И теперь, если будет введено лицензирование, если будет введен контроль за этой деятельностью, просто вот эти все маленькие проекты, которые все зиждятся или на частной инициативе или на инициативе малых групп людей, у них просто нет ресурсов для того, чтобы еще и нести какую-то бюрократическую нагрузку. Поэтому они просто схлопнутся, и мы убьем все то хорошее, в попытке бороться с какими-то мифическими проблемами, которых нет, мы убьем все то хорошее, что есть, что выросло само по себе.
– То есть вы считаете, что главная беда – это бюрократия? То есть нужно будет условно для того, чтобы провести, например, публичную лекцию о том, что такое ковид, нужно будет получить некие разрешения, и это главная проблема в этом законопроекте?
– Я думаю, что это первая проблема, которая напрашивается. В законе же написано, что правительство будет определять формы и нормы контроля, пока мы еще не понимаем. Но очевидно, что если мы вводим контроль за этой деятельностью, то очевидно, что должны быть какие-то разрешения, какие-то лицензии и так далее, и тому подобное. Это как бы одна из главных проблем.
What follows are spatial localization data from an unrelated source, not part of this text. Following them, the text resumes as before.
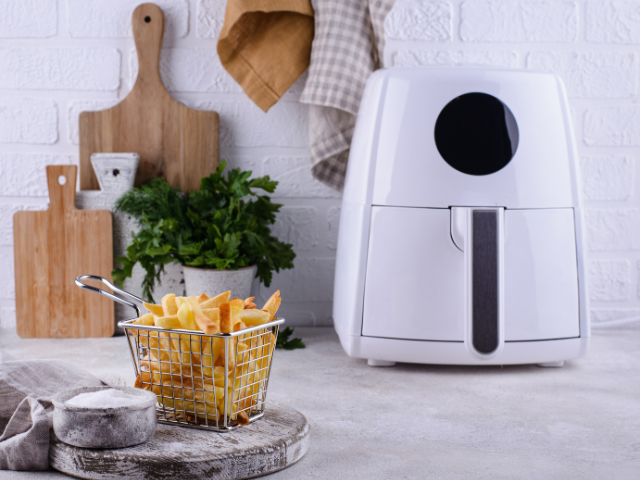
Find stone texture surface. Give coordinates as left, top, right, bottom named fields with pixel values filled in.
left=0, top=48, right=120, bottom=91
left=588, top=259, right=630, bottom=301
left=68, top=0, right=189, bottom=38
left=386, top=0, right=451, bottom=41
left=585, top=209, right=640, bottom=251
left=586, top=1, right=640, bottom=44
left=0, top=0, right=57, bottom=38
left=581, top=156, right=634, bottom=202
left=197, top=0, right=226, bottom=39
left=327, top=207, right=341, bottom=250
left=527, top=51, right=636, bottom=98
left=584, top=106, right=640, bottom=146
left=130, top=48, right=240, bottom=93
left=394, top=49, right=518, bottom=68
left=0, top=98, right=57, bottom=144
left=263, top=157, right=340, bottom=198
left=68, top=100, right=120, bottom=144
left=1, top=328, right=640, bottom=479
left=460, top=0, right=578, bottom=43
left=0, top=154, right=77, bottom=197
left=197, top=102, right=309, bottom=148
left=272, top=207, right=318, bottom=252
left=183, top=265, right=256, bottom=300
left=90, top=154, right=139, bottom=195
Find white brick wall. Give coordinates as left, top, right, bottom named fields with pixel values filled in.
left=387, top=0, right=640, bottom=325
left=1, top=0, right=639, bottom=330
left=0, top=0, right=339, bottom=330
left=0, top=0, right=57, bottom=38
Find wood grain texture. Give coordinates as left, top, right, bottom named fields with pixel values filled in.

Мне не хочется уже думать дальше, потому что мы не понимаем, как будет применяться сейчас этот закон, но в итоге это может вылиться и в самоцензуру, и в прямую цензуру, особенно меня это волнует и касается меня как журналиста, который занимается историей, потому что там есть в этом законе строки, которые напрямую запрещают сообщать какую-то недостоверную информацию, например, про историю, культуру и традиции народов.
– Я не нашла ответа, честно говоря, в этих поправках и далее в законе на то, кто будет определять что является достоверным, а что нет, особенно когда это касается исторической науки. Какие историки будут заведомо правыми?
– Да, для меня это тоже большая проблема, просто потому что я уже больше шести лет профессионально занимаюсь исторической журналистикой, у меня в студии побывало уже около 300 лучших историков страны, историков, лингвистов, генетиков, археологов и так далее. И, соответственно, я знаю практически всех людей в стране, которые этим занимаются. И мы доносим самую последнюю научную точку зрения по любым вопросам. Соответственно, кто может проверить этого ученого, я, честно говоря, не понимаю, потому что там есть тонкий механизм саморегулирования в научной среде, и собственно на нем мы только и основываемся. И мы не можем по-другому, то есть не может никакой чиновник прийти и сказать доктору исторических наук, что ты неправильно трактуешь исторический источник, у него просто не хватит на это компетенции. Поэтому непонятно, как это будет осуществляться.
– А правильно ли я понимаю, что это же касается каких-то публичных лекций, когда арендуется зал, заказывается спикер, приглашаются гости? Как поступать, понимаете ли вы, с лекциями в ютубе, например?
– Вот это вообще непонятно. Как нам говорят депутаты: "Это все мы отдаем на откуп правительству, они там как решат – так и будет". Меня это смущает, просто потому что, как это обычно бывает, я считаю, что такие важные вещи должны обсуждаться в обществе, в том числе и в парламенте. А это будет принято где-то там в тишине правительственных кабинетов, соответственно, мы не сможем на это повлиять, мы не сможем это обсуждать. Поэтому как это будет касаться нашей деятельности, я вообще не понимаю, но там же настолько расплывчатые формулировки в этом законе, что даже если я выйду во двор и увижу пацана, который курит, и скажу ему, что курить нельзя, это уже подпадает под действие закона.
– Под действие и ваша деятельность может быть сформулирована как просветительская и, соответственно, вы должны получить некое разрешение. Ну что ж, действительно нужно ждать уже распоряжение правительства, чтобы потом его анализировать, понимать, о чем идет речь. Не могу вас не спросить о еще одной сегодняшней теме. Как вы относитесь к угрозам Роскомнадзора вообще заблокировать Твиттер в России?
– Да плохо я отношусь, просто я считаю, что это та ситуация, когда мы ничего не делаем сами, а только разрушаем то, что создают другие. Твиттер – это такое же информационное поле, как и любое информационное поле, в нем нужно работать. Если ты считаешь, что условно через это информационное поле приходят какие-то неправомочные или против тебя направленные действия, то просто сопротивляйся, работай. А запрещать все – это вернуться в XIX век, когда еще не было телеграфа, в самое начало. Поэтому что тут говорить.